Мама и папа обмениваются взглядами. Она говорит:
— Полагаю, в конце концов подростковые гормоны сыграли в нашу пользу.
— Как раз вовремя, — отвечает папа.
Я игриво толкаю их, мама и папа могут дразнить меня в тысячу раз хуже, и это не будет меня беспокоить, только не сегодня.
— Что вы купили?
— Мы хотим приготовить лазанью. И немного красного вина, может быть, Джози захочет бокал, — мама начинает распаковывать свои сумки, но я забираю одну из них у неё.

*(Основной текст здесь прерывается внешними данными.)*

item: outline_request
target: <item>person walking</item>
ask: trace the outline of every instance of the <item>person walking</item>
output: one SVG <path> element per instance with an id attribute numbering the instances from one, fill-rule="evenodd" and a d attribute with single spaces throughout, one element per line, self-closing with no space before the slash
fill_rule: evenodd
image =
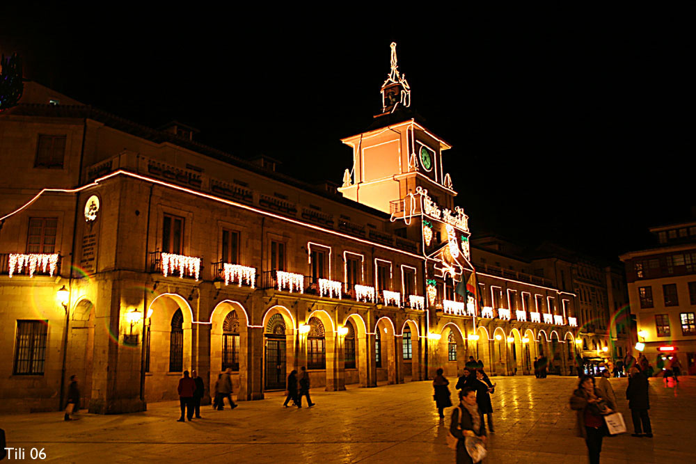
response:
<path id="1" fill-rule="evenodd" d="M 302 407 L 302 397 L 307 397 L 307 406 L 311 408 L 315 403 L 312 402 L 312 399 L 309 397 L 309 372 L 307 371 L 304 366 L 302 366 L 300 370 L 302 371 L 300 372 L 300 393 L 297 398 L 297 407 Z"/>
<path id="2" fill-rule="evenodd" d="M 65 406 L 65 415 L 63 420 L 72 420 L 70 415 L 79 408 L 80 390 L 77 387 L 77 378 L 70 376 L 70 385 L 68 387 L 68 404 Z"/>
<path id="3" fill-rule="evenodd" d="M 484 443 L 487 440 L 481 413 L 476 402 L 476 390 L 466 387 L 459 391 L 459 404 L 452 411 L 450 433 L 458 439 L 457 464 L 473 464 L 466 451 L 466 437 L 473 437 Z"/>
<path id="4" fill-rule="evenodd" d="M 434 393 L 433 394 L 433 399 L 435 400 L 435 405 L 437 406 L 437 411 L 440 413 L 440 418 L 444 418 L 445 408 L 449 408 L 452 406 L 452 400 L 450 399 L 450 389 L 448 385 L 450 385 L 450 381 L 445 378 L 443 375 L 444 371 L 442 368 L 437 369 L 435 371 L 435 378 L 433 380 L 433 389 L 434 390 Z"/>
<path id="5" fill-rule="evenodd" d="M 190 422 L 193 417 L 193 393 L 196 392 L 196 382 L 189 376 L 189 371 L 184 371 L 184 376 L 179 379 L 179 406 L 181 408 L 181 417 L 177 422 L 185 422 L 184 415 Z"/>
<path id="6" fill-rule="evenodd" d="M 616 395 L 614 394 L 614 389 L 612 388 L 611 384 L 609 383 L 609 378 L 611 376 L 611 373 L 606 366 L 601 364 L 599 365 L 600 369 L 603 367 L 604 369 L 600 371 L 599 379 L 595 380 L 596 386 L 599 391 L 600 397 L 606 401 L 607 406 L 616 410 Z"/>
<path id="7" fill-rule="evenodd" d="M 200 419 L 200 399 L 205 394 L 205 385 L 198 372 L 191 371 L 191 376 L 196 383 L 196 390 L 193 390 L 193 412 L 196 413 L 196 418 Z"/>
<path id="8" fill-rule="evenodd" d="M 296 406 L 299 406 L 299 403 L 297 401 L 297 371 L 293 369 L 290 372 L 290 375 L 287 376 L 287 397 L 285 398 L 285 402 L 283 403 L 283 406 L 285 408 L 287 407 L 287 403 L 292 400 L 292 405 Z"/>
<path id="9" fill-rule="evenodd" d="M 590 464 L 599 464 L 602 439 L 606 435 L 603 415 L 612 411 L 602 402 L 599 390 L 594 387 L 594 378 L 583 375 L 578 388 L 570 397 L 570 407 L 576 411 L 576 431 L 585 438 Z"/>
<path id="10" fill-rule="evenodd" d="M 493 384 L 491 381 L 484 377 L 483 369 L 476 371 L 476 402 L 478 403 L 479 410 L 481 412 L 482 425 L 483 415 L 488 417 L 488 431 L 495 431 L 493 429 L 493 404 L 491 403 L 491 393 L 493 392 Z"/>
<path id="11" fill-rule="evenodd" d="M 633 367 L 628 377 L 628 386 L 626 389 L 626 399 L 628 400 L 628 409 L 633 422 L 634 437 L 652 438 L 652 427 L 650 425 L 650 398 L 648 394 L 648 378 L 644 372 Z"/>
<path id="12" fill-rule="evenodd" d="M 218 403 L 218 410 L 224 409 L 225 399 L 230 402 L 230 409 L 234 409 L 238 404 L 235 404 L 232 401 L 232 369 L 228 367 L 222 374 L 222 377 L 218 380 L 216 392 L 220 394 L 219 403 Z"/>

— Разрешите мне приготовить ужин? Вы можете посидеть и отдохнуть.
Когда мама и папа снова переглядываются, в их взглядах гораздо меньше веселья, больше беспокойства. Мама говорит:
— Ты хорошо себя чувствуешь?
Папа качает головой:
— Ты собираешься попросить машину.
Я громко смеюсь, очевидно, я так же не люблю работать на кухне в этом измерении, как и в своём.

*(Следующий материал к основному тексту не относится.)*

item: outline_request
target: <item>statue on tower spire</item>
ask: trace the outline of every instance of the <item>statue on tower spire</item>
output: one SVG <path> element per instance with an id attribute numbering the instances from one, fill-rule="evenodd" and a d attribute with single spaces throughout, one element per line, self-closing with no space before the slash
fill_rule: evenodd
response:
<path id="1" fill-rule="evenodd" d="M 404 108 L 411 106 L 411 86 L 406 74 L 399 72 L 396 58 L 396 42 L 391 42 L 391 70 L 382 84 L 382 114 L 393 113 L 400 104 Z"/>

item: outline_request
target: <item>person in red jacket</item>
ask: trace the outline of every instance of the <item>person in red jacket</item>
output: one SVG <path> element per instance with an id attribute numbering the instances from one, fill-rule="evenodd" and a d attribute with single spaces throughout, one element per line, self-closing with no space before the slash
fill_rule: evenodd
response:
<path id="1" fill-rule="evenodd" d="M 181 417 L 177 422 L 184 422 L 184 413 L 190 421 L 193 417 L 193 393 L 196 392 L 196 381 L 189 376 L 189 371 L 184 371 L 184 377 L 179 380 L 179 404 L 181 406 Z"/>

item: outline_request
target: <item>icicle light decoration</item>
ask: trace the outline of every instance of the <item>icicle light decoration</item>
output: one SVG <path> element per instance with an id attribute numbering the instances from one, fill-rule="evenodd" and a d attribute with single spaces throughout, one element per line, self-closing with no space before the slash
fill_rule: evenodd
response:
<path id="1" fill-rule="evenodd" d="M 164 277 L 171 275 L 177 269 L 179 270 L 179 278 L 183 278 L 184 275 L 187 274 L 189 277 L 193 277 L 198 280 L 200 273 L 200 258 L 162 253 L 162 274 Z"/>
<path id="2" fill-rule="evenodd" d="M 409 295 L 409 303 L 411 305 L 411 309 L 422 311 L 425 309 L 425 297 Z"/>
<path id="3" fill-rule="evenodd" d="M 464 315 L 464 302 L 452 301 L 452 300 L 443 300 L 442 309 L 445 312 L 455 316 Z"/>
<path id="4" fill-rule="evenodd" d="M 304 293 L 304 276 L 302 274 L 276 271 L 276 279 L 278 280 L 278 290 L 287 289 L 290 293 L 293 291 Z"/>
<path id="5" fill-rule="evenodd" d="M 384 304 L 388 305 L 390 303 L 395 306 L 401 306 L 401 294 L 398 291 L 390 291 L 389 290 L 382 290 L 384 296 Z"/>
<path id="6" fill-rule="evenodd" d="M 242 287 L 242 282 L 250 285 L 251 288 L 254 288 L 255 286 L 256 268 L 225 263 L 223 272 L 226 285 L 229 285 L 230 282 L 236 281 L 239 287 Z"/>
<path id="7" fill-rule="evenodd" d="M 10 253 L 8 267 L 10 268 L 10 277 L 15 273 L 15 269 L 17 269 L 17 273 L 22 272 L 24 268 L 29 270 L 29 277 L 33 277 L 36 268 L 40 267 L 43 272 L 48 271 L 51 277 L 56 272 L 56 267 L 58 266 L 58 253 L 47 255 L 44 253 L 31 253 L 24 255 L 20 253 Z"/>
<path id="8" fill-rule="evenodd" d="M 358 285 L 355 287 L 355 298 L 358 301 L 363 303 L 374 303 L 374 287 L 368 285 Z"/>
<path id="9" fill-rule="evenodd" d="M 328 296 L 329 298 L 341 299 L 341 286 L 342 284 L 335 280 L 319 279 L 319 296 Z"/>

— Хватит. Всё отлично. Я просто думаю, что это будет весело. Вот и всё.
Хотя папа очевидно не убеждён, мама говорит:
— Генри, оставь это, — она кладет упаковку лазаньи в мои руки, потом поворачивается к отцу, и нежно подталкивает его за плечи к дивану. Когда он уходит, посмеиваясь, мама задерживается рядом со мной. Очень тихо, она добавляет: — Спасибо за помощь, Маргарет. Сейчас это значит очень много.
"Сейчас? Что она имеет в виду, сейчас?"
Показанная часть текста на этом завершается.